Our team had imagined every possible outcome, an exemplary sentence, but also a lighter sentence, and we even considered with a laugh of disbelief that Kabanga might be acquitted, but never freed before trial. One hundred thousand people know in their flesh and through their pain that the man is a criminal. But the judge didn’t give a damn. And what a judge, all gung ho in his own country, an artist of maximum sentences, a grand master of the rule of law. I felt like crying, or screaming, but I was paralysed, wrapped in this loving body like a larva, a parasite, a thing with no consistence. Myriam ran her hands gently through my hair. “Claude, the judge is totally full of himself. I know him. His only thought is for his reputation as a great legal mind.”

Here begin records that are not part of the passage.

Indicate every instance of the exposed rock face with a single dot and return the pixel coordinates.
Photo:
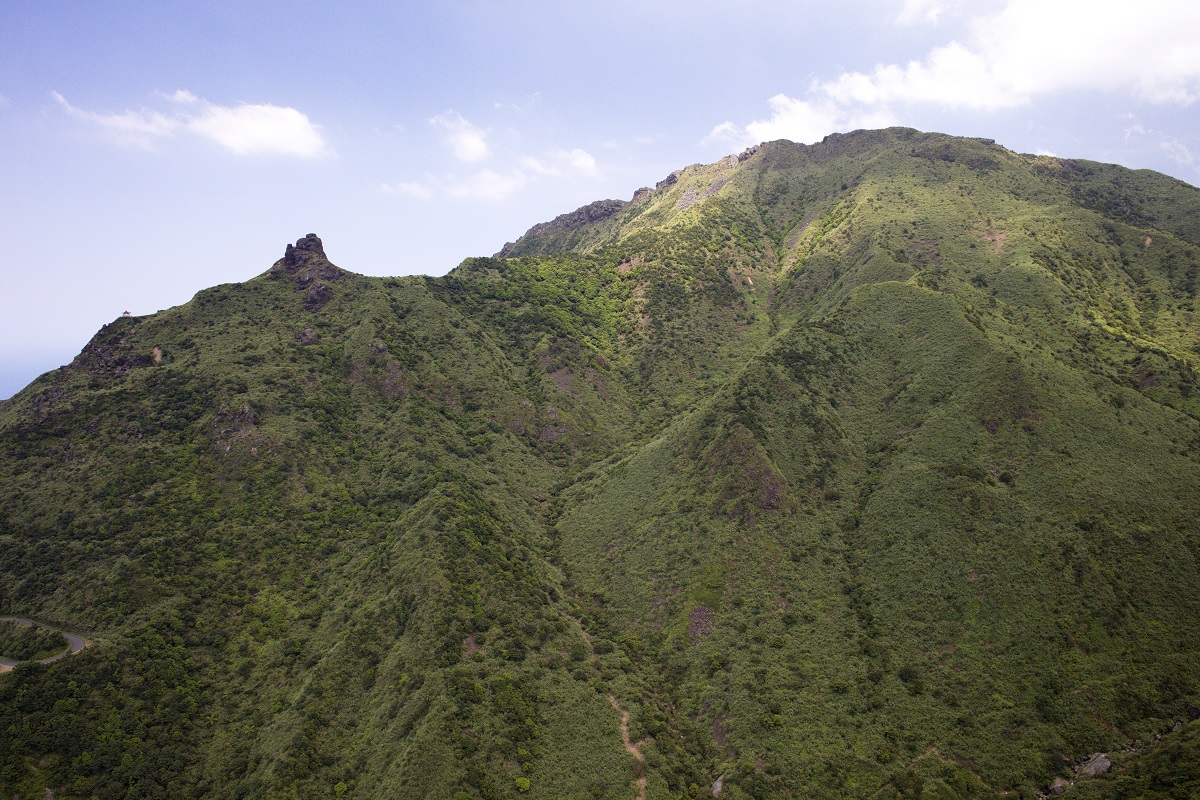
(670, 180)
(313, 271)
(1097, 764)
(305, 251)
(565, 222)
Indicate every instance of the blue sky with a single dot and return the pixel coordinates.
(149, 150)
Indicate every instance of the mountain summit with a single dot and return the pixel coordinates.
(863, 469)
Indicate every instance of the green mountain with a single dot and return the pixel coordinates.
(864, 469)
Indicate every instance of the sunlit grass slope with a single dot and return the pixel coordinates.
(864, 469)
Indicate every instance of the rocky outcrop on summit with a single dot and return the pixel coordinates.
(561, 226)
(312, 269)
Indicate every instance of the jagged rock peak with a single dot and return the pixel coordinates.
(304, 250)
(312, 269)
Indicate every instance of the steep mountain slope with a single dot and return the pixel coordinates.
(861, 469)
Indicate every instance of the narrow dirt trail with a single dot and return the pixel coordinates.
(631, 747)
(76, 642)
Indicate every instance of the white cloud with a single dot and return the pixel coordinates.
(1026, 50)
(923, 11)
(262, 128)
(129, 127)
(243, 130)
(412, 188)
(492, 185)
(468, 142)
(489, 185)
(581, 161)
(1177, 151)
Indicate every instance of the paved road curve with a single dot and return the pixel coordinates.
(77, 643)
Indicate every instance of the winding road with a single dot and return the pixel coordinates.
(77, 643)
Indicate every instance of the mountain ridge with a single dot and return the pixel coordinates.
(858, 469)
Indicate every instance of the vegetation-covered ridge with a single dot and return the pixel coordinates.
(863, 469)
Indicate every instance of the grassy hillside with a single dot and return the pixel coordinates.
(864, 469)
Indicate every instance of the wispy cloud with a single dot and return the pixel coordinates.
(489, 185)
(1026, 50)
(468, 142)
(411, 188)
(924, 11)
(245, 130)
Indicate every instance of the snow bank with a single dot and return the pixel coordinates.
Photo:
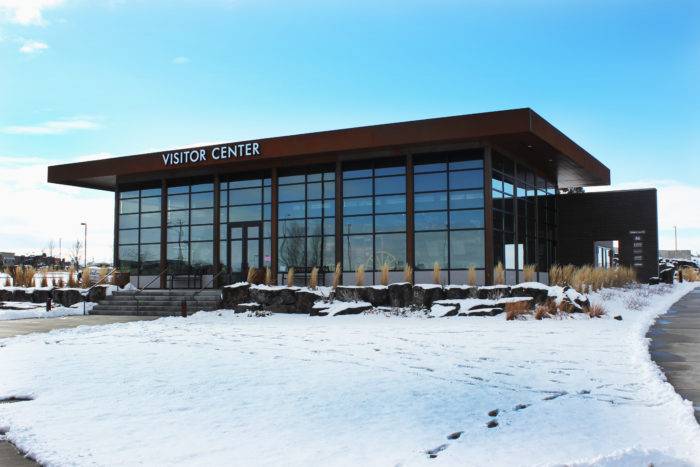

Our team knew that, but we never imagined the very high esteem he had for himself would lead him to invoke a procedural error as a way of freeing a criminal. We had confidential documents from the UN and members of local NGOs. These documents were used to build a case against Kabanga. The judge ordered us to share them with the defense. Had we obeyed him, we would have endangered people’s lives. So we sent over only the essential parts. The judge knew that, but didn’t give a damn. For him it was all or nothing. The man wanted to write the history of international law and had no interest in justice.
“You have to sleep, Claude, you need to sleep.” Her voice was as soft as the summer breeze. I was less afraid of her love. I had no romantic feelings towards her, only the sense of comfort she brought me, like a warm bath or a fresh sheet, gentle to the touch. I could get used to her love if she didn’t demand my own.